遺言執行者の解任は相続人が決められるわけではなく、家庭裁判所が決定します。
そのため家庭裁判所に申し立てをおこなうこととなります。
遺言執行者の解任を希望する相続人や受遺者の代表となる者が、申し立ての手続きをします。
申立先の裁判所は、遺言者の最後の住所地を管轄する家庭裁判所です。
遺言執行者を解任するためには、以下の書類が必要となります。
書類の不備なく手続きがスムーズに進むように、しっかりと準備をしましょう。
必要書類と合わせて「家事審判申立書」に申立先や作成日、被相続人や申立人の情報などを、家庭裁判所とすぐに連絡が取れるように正確に記入して提出します。
申し立て理由の欄には、申し立てをするに至った経緯や状況を詳しく記入します。
また、申し立ての際には手数料として800円分の収入印紙が必要です(2022年7月現在)。
なお、申立書のフォーマットは裁判所のホームページからダウンロードが可能です。
【参考】裁判所|遺言執行者の選任の申立書
遺言執行者の解任の審判が確定されると、家庭裁判所から「審判書謄本」という書類が発行され完了となります。
家庭裁判所により若干の違いはありますが、遺言執行者の解任の審判まではおよそ1ヵ月と、かなり時間がかかります。
また、遺言執行者を解任したあとは、改めて遺言執行者を選任しなければなりません。
遺言書は、遺言者の生前には効力が発生しないので、相続人や家庭裁判所による遺言執行者の解任はできません。
ただし、遺言者が生存中に自分の意思で遺言執行者を変更することはできます。
ここでは、遺言者が生存中に遺言執行者を変更する方法を解説します。
遺言者が存命中は、遺言書に効力はないため遺言執行者は就任したことになりません。
遺言者の意思で遺言執行者を変更したい場合は、新しい遺言書を作成し、新たに遺言執行者を指名すれば変更できます。
なお、遺言書は新しい日付のものが優先されるという決まりがあります。
遺言者の生前には、自分の意思で遺言書自体を撤回することができます。
遺言書を新しく作成し、その文中で全部、または一部を撤回するという方法です。
第千二十二条 遺言者は、いつでも、遺言の方式に従って、その遺言の全部又は一部を撤回することができる。
引用元:E-GOV|民法1022条
なお、撤回は公正証書遺言に限らず、自筆証書遺言でも可能です。
公正証書遺言の場合は、原本が公証役場に保管されており、自分で破棄することはできません。

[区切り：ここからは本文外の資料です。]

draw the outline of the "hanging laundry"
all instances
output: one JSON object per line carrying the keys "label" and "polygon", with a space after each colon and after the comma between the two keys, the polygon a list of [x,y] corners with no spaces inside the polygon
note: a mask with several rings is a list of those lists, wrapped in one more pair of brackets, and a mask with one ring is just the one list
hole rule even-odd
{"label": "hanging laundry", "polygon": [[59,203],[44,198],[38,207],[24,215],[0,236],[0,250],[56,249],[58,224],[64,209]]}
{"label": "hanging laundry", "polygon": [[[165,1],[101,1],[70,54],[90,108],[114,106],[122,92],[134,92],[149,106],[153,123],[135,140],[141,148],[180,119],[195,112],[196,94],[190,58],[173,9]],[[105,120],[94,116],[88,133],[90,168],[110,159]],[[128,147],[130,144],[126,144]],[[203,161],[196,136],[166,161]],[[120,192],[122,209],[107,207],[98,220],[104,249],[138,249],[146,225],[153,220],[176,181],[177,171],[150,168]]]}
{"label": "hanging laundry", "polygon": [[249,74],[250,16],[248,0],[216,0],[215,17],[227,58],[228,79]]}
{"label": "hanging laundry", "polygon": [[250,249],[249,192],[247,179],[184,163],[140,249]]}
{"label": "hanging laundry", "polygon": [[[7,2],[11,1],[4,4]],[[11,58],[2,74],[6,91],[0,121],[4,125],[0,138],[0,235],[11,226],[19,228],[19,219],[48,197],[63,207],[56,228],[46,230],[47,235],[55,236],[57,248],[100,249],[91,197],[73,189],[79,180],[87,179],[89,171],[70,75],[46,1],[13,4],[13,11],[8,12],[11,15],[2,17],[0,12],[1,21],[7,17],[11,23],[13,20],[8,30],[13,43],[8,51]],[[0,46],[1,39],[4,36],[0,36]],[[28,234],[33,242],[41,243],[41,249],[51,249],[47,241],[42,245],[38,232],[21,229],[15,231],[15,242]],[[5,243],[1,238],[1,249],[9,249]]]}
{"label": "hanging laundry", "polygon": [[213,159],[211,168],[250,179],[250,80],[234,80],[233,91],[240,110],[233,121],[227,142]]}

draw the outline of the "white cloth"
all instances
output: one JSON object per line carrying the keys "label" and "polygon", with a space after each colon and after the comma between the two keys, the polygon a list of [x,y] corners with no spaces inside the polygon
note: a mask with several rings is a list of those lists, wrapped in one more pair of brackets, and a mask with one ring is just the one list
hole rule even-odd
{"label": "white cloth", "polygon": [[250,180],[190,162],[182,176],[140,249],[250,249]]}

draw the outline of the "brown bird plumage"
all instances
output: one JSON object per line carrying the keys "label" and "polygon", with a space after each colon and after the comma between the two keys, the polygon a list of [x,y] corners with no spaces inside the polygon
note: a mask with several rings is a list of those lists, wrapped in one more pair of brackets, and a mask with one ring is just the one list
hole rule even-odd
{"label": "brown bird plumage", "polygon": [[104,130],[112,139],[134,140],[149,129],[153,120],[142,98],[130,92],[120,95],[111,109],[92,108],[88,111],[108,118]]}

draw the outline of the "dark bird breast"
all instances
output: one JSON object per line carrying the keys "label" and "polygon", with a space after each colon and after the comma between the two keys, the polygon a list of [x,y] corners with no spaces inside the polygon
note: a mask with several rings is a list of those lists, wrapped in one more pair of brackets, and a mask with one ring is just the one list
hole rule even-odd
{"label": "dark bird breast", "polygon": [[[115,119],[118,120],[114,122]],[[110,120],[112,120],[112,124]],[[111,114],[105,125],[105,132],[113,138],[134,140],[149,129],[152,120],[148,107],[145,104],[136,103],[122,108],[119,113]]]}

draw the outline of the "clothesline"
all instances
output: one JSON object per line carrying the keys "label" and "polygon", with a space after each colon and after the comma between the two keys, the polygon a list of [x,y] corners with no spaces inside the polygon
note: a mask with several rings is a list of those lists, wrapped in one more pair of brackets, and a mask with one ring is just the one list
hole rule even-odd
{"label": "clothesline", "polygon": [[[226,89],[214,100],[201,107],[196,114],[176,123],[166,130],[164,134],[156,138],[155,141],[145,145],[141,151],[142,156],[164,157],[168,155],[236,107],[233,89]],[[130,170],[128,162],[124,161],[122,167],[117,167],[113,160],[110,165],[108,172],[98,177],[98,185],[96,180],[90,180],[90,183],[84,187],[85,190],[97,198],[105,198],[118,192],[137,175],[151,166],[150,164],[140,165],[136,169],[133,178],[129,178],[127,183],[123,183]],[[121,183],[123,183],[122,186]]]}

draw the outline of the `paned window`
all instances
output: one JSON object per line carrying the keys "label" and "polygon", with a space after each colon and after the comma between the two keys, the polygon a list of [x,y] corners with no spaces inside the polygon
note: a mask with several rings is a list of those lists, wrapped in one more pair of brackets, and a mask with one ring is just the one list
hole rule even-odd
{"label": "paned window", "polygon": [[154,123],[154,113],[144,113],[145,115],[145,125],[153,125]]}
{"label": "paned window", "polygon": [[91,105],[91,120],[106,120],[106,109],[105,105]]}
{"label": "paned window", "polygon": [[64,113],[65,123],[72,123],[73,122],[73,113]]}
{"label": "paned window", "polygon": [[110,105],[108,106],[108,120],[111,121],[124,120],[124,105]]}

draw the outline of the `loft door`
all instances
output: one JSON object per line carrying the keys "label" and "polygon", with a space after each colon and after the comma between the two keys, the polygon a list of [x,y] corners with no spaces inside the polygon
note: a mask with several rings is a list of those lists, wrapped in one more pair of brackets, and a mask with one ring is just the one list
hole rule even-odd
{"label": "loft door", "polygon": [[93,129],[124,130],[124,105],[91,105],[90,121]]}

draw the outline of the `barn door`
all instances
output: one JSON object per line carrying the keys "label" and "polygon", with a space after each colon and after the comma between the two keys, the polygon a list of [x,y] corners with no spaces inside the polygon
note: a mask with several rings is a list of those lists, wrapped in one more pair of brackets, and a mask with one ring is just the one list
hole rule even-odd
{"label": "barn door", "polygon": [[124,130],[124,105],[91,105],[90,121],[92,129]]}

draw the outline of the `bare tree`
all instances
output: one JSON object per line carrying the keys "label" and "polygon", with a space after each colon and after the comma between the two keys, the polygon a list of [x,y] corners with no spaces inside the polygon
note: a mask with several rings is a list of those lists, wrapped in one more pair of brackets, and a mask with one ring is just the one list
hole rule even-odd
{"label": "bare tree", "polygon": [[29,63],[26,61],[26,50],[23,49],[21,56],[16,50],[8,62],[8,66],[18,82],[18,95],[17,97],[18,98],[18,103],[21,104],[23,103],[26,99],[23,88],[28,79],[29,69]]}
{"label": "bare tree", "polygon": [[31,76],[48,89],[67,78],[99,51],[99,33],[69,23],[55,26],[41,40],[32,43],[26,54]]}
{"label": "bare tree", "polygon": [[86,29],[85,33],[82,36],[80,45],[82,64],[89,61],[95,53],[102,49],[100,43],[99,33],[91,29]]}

手元にある正本や謄本を破棄したとしても撤回にはなりません。
公証役場では本人だとしても原本は破棄してもらえないので、撤回の申述をするか新たに公正証書遺言を作成する必要があります。
ただし、一部だけを撤回する場合、遺言書が二通になってしまう可能性があります。
「どちらが正しいのか」と混乱を招いたり、トラブルになってしまったりと、思いがけない問題が起こることも想定されるため、遺言書の一部を撤回する場合は、新しい遺言書を作成することをおすすめします。
「自筆証書遺言」の場合は、自分で遺言書を破棄することができます。
そのうえで新しい遺言書を作成すれば前の遺言書はなくなるので撤回したことと同じになります。
公正証書遺言の遺言執行者の役割や、辞任・解任について解説しました。
遺言執行者は、就任前なら辞退もできますし、選任してからでも手続きを踏めば辞退や解任することができます。
ただ、そのためには裁判所への申し立てや、正当な事由が必要です。
公正証書遺言の遺言執行者を依頼されたが、どうしても難しいと感じる、また依頼する人がいないというときは弁護士に依頼するのも一つの手段です。
弁護士であれば、第三者の立場で遺言を実行してくれるため、相続人同士で揉めてしまう可能性を減らせます。
また、個人が初めておこなうには複雑に感じる手続きも一任できるため、スムーズに相続を進められるでしょう。
遺言執行を確実におこなうために、遺言執行者の存在はとても重要なものです。